Рао постаралась посильнее развести руки – словно фигуристка, пытающаяся затормозить вращение. Кажется, это помогло. Может быть – немного. Свет ее фонарей мелькал по темным стенам конуса так быстро, что это было похоже на стробоскоп. А потом она миновала ось. На мгновение – на очень-очень краткое мгновение – астробиолог стала совершенно невесомой. По крайней мере, ее желудок встал. Голова и ноги по-прежнему оставались под воздействием гравитации, а приливно-отливное различие между центром массы и конечностями было… было…
Желудочный сок хлынул вверх по ее пищеводу. Рао сжала губы и заставила себя сглотнуть. Открыть глаза и смотреть. Проверить, допрыгнет ли она. Или вот-вот умрет. Она увидела возвышающиеся впереди зубы, громадные и округлые. Все время увеличивающиеся. У нее в глазах все завертелось: мозг пытался понять, то ли она падает на них, то ли взлетает к ним. Он был не в состоянии понять, что разницы тут нет: мозгу нужна была определенность, чтоб его.
«Ты падаешь на слизь», – сообщила ему астробиолог, в полной уверенности, что именно так и будет, что она промахнется. Не очень сильно. Может, на считаные метры или даже меньше. Она совершила прыжок почти правильно. Какая жестокая шутка! Рао включила движки скафандра в отчаянной попытке подтолкнуть себя дальше, но внутри 2I им не хватало мощности, чтобы преодолеть сопротивление воздуха. Она вытянула руки вперед, напрягаясь, пытаясь усилием воли удлинить их. Отчаянно мечтая, чтобы на ближайшем зубе оказалась какая-нибудь неровность, какой-нибудь карниз, за который она смогла бы ухватиться в последнюю секунду.
Высмотреть ничего не удавалось.
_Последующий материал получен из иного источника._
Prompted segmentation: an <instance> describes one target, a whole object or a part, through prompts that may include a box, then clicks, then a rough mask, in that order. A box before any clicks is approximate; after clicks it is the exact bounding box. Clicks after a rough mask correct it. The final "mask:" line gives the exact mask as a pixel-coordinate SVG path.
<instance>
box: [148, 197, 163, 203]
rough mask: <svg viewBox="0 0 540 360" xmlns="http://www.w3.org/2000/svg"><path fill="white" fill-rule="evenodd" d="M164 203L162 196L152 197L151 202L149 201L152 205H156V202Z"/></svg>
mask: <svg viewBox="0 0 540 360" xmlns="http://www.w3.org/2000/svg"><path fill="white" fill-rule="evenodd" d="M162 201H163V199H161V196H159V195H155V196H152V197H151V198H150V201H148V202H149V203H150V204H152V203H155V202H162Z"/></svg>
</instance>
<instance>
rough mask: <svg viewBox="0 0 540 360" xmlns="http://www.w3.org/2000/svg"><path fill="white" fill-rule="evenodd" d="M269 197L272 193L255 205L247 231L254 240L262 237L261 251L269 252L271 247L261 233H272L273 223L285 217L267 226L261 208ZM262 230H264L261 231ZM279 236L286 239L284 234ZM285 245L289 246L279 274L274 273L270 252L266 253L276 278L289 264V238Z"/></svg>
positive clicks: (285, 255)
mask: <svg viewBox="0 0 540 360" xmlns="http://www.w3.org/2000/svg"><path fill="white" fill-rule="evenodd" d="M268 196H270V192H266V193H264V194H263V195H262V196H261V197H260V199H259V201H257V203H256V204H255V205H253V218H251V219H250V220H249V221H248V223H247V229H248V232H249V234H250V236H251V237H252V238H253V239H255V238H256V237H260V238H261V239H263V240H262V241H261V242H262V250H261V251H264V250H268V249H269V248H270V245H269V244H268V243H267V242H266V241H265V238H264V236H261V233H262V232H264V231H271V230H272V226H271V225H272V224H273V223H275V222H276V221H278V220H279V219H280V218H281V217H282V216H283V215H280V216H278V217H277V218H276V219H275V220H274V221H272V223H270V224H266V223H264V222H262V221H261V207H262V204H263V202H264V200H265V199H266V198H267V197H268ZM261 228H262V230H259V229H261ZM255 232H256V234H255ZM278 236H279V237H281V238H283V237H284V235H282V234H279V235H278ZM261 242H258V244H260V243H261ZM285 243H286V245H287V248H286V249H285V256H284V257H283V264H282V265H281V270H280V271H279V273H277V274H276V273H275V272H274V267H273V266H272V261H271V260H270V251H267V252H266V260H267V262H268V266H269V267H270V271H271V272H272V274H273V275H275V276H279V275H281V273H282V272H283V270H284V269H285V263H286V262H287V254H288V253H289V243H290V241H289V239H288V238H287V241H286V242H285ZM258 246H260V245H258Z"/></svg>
Дергающийся фонарь выхватывал всего лишь крошечную часть зуба – и она казалась такой же гладкой и ровной, как каменная стена. «Промахнешься, – подумала Рао. – Ты промахнешься… Ты все-таки умрешь – после всего этого». И что самое противное – она двигалась уже очень медленно, падала настолько изящно, что впереди у нее были долгие секунды, чтобы представить себе свой конец. Вообразить самую неприятную смерть.
«Простите, капитан Дженсен, – подумала астробиолог. – Простите, что я упустила шанс, который вы мне дали. Простите, мистер Макаллистер. Вы поверили в меня и сделали астронавтом – и в последний момент я вас подвела. Прости, Санни. Прости, что отпустила тебя. Прости, мама. Прости, бабуля. Я вас всех люблю».
Ее рука потянулась к зубу, пальцы согнулись, плечо вытянулось до предела, сжимая, словно клешней… один только темный воздух.
Тело Салли Дженсен содрогалось глубоко в море рук. Отростки ползли по ее лицу и груди, тянули ее за руки и за ноги. Она была заключена в чужой плоти, зафиксирована и парализована. Ее губы продолжали шевелиться, но не могли составить слова. Отростки зарывались в ткани ее легких и гортани, она лишилась голоса. Ее глаза были открыты, но ничего не видели: тут не было света, тут нечего было видеть. И все же…
Это было не зрение. Образы, низвергающиеся в ее сознание, не были картинками: это были математические уравнения, диаграммы взаимодействия частиц. Только и это было неверно, потому что это была математика без цифр. Инстинктивная математика. Она безуспешно попыталась найти правильное именование этому новому чувству. Его не существовало. Назовем его неким зрением – зрением через метафору. Она смотрела глазами, которые не были глазами. Она видела…
…
Она видела…
Уже так близко: она ощущала притяжение, подхватывающее ее, влекущее вниз. Она парила так долго – а теперь падала, неслась вниз, к финальной встрече. Ее жизнь почти завершилась – и это было чем-то желанным. Последним действием в уравнении: смерть как знак равенства, что и требовалось доказать. Завершение.
У Салли Дженсен когда-то была мечта. Мечта, которая так и не осуществилась. Она могла понять – о, да, она прекрасно понимала, каково это: желать достичь цели, жаждать завершения. Но ее этого лишили – и это испортило ей жизнь. Она пыталась – как и 2I – долететь до другой планеты. Она была уже очень-очень близко. А потом это у нее отняли. Дженсен по-прежнему несла в себе эту горечь. И всегда будет нести. Она научилась наваливать поверх этого жизнь, словно одеяло на комковатый матрас. И по-прежнему спала на этом матрасе каждую ночь.